Gower grew up in the neighbourhood of Tanglewood in Nepean, Ontario, now part of Ottawa. He attended Merivale High School, where he helped start a school newspaper. He received a bachelor's degree in journalism from Carleton University. While at Carleton, he started a website to track gas prices in Ottawa, which would later be bought out by GasBuddy. Later, he would start the website OttawaStart.com. He moved to Stittsville in 2009. After moving there, he helped create a community association for the neighbourhood. Prior to being elected, he was the director of Marketing and Communications with Iceberg Networks. He has also worked in marketing and communications with the Ottawa 67's and Ottawa Senators hockey teams, where he was also the organist. He served as the director of game presentation for the Senators until 2013.
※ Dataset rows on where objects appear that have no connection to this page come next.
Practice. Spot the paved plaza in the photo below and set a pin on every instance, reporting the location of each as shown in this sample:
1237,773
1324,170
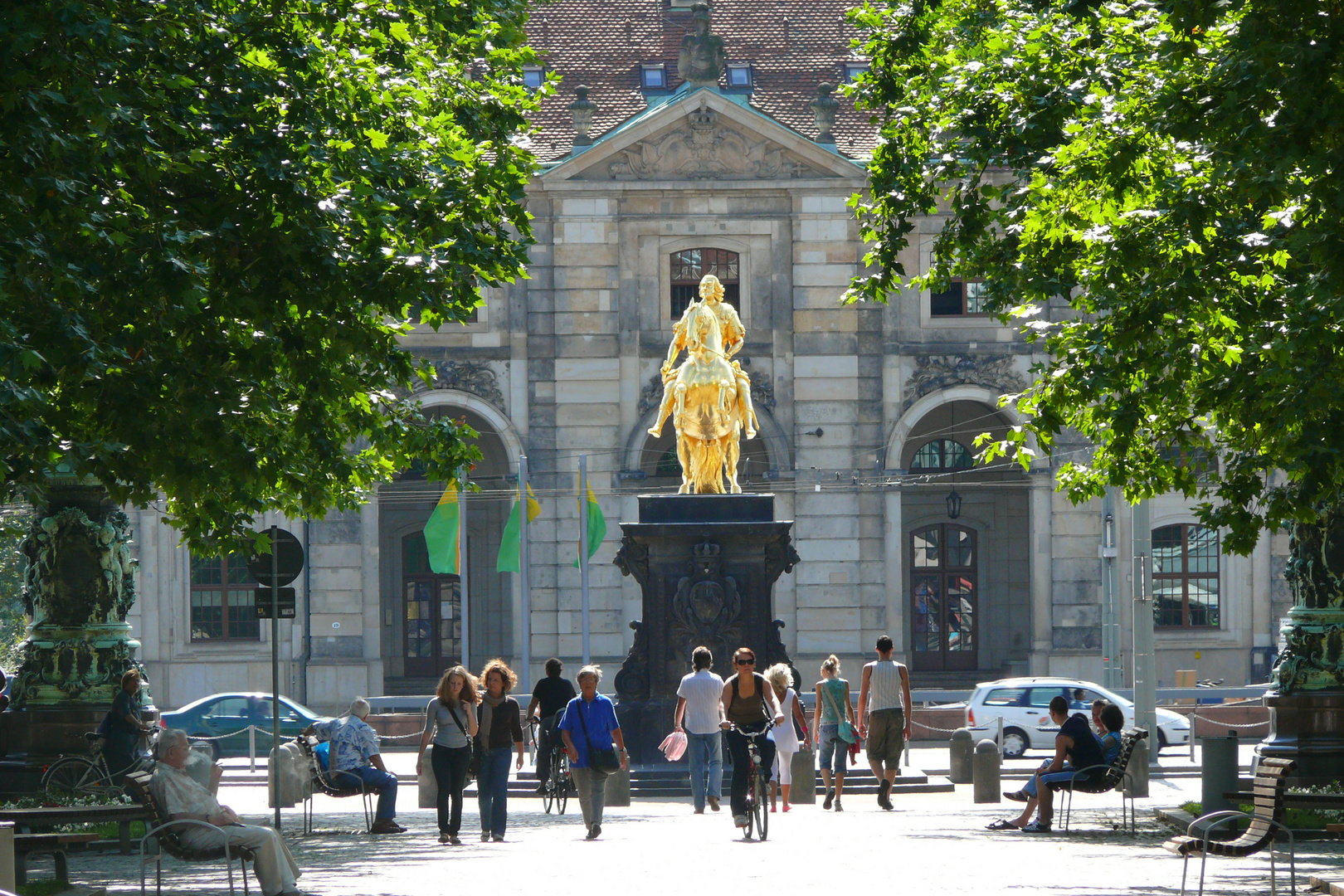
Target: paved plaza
930,844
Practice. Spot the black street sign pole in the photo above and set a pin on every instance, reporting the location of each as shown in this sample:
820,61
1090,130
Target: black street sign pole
275,668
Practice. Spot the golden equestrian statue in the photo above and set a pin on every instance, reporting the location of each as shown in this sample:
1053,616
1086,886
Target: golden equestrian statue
709,397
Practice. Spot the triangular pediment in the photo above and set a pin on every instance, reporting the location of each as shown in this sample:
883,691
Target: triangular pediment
704,136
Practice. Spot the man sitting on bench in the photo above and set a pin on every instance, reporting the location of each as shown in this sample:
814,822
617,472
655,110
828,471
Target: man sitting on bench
355,758
180,796
1074,743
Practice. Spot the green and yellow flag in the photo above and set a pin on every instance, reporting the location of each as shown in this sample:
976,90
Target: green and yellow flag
511,547
597,523
441,533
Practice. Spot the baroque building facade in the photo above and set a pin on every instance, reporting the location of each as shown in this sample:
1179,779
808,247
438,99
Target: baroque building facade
869,412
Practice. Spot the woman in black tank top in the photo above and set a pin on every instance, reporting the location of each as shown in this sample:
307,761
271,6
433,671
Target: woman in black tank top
749,703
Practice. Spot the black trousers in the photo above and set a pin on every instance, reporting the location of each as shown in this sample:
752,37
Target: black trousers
544,744
450,766
743,766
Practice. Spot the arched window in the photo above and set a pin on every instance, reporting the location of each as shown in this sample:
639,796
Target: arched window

Ideologically, Gower has been described as a "moderate", and has stated that he has "voted for every political party". He is an admirer of former Prime Minister John Diefenbaker, whom he calls a "social trailblazer". One of his websites he created in his youth was dedicated to Diefenbaker.

Gower won election to city council in 2018, campaigning on "healthier development". He defeated three-term incumbent Shad Qadri with 58% of the vote to Qadri's 42%.

Gower was re-elected in the 2022 Ottawa municipal election. In February 2026 he announced he was not going to run for re-election that year. At the time, he was the chair of the city's transit committee and the vice chair of the planning and housing committee.

== Electoral record ==

| Council candidate |  | Vote | % |
|---|---|---|---|
|  | Glen Gower | 5,877 | 57.86 |
|  | Shad Qadri (X) | 4,280 | 42.14 |

2022 Ottawa municipal election: Stittsville
| Candidate |  | Popular vote |  |  | Expenditures |  |
| Votes | % | ±% |
|  | Glen Gower (X) | 7,758 | 58.67 | +0.81 | $18,453.69 |
|  | Mathew Duchesne | 2,692 | 20.36 | — | $9,568.19 |
|  | Tanya Hein | 1,528 | 11.56 | — | $4,904.85 |
|  | Kevin Hua | 1,244 | 9.41 | — | $9,434.91 |
| Total valid votes |  | 13,222 | 98.99 |  |  |
| Total rejected, unmarked and declined votes |  | 135 | 1.01 |  |  |
| Turnout |  | 13,357 | 45.59 | -0.78 |  |
| Eligible voters |  | 29,298 |  |  |  |
Note: Candidate campaign colours are based on the prominent colour used in campaign items (signs, literature, etc.) and are used as a visual differentiation between candidates.